A supply cap is the maximum number of tokens or coins that can ever exist for a cryptocurrency or token, limiting its total long-term issuance.

Definition

A supply cap is a predefined upper limit on how many units of a cryptocurrency or token can ever be created. It is usually encoded in the project’s smart contract or protocol rules and cannot be exceeded without a fundamental change to those rules. By fixing the total possible supply, a supply cap shapes the long-term tokenomics and scarcity profile of the asset.

In many decentralized finance (DeFi) systems, the supply cap interacts with mechanisms such as mint and burn to control how close the circulating supply gets to that maximum. Some assets have a hard supply cap that is never intended to change, while others may allow governance processes to adjust it.
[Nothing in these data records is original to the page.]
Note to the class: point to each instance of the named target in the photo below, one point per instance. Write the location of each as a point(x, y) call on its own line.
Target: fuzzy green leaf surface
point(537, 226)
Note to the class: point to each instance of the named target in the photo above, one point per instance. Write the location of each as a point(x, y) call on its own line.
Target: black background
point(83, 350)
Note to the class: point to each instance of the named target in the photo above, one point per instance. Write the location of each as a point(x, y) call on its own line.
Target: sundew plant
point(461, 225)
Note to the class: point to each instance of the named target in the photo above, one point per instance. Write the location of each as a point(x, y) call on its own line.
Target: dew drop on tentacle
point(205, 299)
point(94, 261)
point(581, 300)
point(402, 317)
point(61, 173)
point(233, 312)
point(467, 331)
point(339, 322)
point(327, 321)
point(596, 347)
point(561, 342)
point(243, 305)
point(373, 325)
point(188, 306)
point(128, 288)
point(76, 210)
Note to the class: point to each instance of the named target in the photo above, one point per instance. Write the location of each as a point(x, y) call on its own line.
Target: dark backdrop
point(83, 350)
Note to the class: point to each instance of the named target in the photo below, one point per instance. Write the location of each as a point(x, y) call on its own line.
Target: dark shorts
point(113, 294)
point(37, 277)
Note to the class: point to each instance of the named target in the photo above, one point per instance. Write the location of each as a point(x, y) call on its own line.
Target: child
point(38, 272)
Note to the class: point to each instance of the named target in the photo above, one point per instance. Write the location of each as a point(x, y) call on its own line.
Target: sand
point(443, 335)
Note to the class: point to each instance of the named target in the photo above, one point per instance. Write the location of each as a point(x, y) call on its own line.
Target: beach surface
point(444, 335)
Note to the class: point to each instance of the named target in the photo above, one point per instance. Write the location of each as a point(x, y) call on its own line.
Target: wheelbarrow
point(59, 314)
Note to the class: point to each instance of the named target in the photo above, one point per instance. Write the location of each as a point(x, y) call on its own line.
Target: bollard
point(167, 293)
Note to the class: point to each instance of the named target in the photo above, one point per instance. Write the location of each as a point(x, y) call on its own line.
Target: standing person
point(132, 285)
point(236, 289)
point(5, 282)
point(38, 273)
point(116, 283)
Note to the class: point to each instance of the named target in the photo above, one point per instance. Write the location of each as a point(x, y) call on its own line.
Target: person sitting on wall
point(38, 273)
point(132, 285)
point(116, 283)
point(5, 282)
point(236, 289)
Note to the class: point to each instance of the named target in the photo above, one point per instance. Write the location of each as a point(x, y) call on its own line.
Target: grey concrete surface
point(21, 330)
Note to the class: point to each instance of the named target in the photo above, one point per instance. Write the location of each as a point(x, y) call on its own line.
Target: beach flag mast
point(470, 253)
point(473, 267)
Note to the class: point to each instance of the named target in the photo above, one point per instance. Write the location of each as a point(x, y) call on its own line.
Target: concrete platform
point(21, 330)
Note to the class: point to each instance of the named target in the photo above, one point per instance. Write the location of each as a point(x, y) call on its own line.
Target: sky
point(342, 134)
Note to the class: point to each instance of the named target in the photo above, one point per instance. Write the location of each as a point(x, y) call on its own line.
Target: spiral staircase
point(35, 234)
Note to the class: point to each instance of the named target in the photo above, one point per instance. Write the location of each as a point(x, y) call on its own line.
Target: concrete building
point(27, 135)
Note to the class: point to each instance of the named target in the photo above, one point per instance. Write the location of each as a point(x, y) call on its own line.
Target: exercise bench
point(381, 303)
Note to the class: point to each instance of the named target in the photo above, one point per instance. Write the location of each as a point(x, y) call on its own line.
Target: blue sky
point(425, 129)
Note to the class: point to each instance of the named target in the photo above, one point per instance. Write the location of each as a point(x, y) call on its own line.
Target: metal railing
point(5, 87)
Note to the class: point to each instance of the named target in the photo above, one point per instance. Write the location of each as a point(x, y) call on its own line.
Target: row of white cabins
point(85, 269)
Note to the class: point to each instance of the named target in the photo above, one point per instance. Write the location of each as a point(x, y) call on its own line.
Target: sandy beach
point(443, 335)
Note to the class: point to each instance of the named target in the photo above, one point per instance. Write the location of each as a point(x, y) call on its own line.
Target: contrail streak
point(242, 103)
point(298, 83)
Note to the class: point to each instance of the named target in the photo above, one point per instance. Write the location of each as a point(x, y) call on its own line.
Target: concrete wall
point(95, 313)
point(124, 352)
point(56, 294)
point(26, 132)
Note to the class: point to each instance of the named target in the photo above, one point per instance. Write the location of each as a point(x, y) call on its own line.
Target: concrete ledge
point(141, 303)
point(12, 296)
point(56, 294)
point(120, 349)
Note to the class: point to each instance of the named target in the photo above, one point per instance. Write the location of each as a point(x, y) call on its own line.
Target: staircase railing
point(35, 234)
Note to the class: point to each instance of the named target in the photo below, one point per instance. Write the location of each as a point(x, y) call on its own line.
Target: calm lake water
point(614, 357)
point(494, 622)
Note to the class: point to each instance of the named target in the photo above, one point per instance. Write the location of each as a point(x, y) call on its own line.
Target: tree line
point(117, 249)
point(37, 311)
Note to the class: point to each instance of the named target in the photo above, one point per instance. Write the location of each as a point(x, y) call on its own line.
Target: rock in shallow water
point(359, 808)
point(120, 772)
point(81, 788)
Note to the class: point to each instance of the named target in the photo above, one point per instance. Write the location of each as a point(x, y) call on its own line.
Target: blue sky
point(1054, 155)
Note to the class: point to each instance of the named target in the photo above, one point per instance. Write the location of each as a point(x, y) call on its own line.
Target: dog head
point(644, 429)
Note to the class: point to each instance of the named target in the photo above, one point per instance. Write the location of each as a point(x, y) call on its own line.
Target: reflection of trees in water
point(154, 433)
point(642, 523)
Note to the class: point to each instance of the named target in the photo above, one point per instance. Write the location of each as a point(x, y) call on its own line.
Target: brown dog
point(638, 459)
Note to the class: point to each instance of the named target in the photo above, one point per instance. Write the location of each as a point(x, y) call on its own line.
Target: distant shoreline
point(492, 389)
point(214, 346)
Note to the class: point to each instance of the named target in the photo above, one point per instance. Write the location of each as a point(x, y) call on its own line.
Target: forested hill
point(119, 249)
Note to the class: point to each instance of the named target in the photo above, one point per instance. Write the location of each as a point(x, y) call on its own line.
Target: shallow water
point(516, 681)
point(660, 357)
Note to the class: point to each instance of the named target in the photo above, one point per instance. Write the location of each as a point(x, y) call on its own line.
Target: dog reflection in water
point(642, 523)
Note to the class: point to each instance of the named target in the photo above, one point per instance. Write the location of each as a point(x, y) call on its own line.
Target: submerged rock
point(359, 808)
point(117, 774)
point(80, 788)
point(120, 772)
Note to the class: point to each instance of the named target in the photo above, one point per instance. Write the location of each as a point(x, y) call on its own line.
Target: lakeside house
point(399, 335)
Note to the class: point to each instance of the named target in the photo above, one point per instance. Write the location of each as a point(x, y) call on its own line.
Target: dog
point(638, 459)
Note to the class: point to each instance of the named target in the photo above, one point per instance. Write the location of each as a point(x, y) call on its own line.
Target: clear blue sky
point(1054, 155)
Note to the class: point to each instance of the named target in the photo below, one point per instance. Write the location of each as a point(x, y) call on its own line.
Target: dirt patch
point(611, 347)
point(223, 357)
The existence or absence of a supply cap is a core design choice that influences how a token behaves over time.

Context and Usage

Within tokenomics, the supply cap defines the ceiling for total issuance, while the actual circulating amount may be lower due to gradual mint schedules or periodic burn events. In systems that use halving or similar emission reductions, the supply approaches the cap more slowly as new issuance decreases over time. This creates a predictable path for how the total supply evolves within the fixed limit.

DeFi protocols often reference the supply cap when describing their token’s economic model, governance rights, or incentive structures. The cap can apply to native protocol tokens, governance tokens, or other on-chain assets that follow a defined issuance policy. Understanding the supply cap helps clarify how a token’s quantity is constrained relative to its long-term design.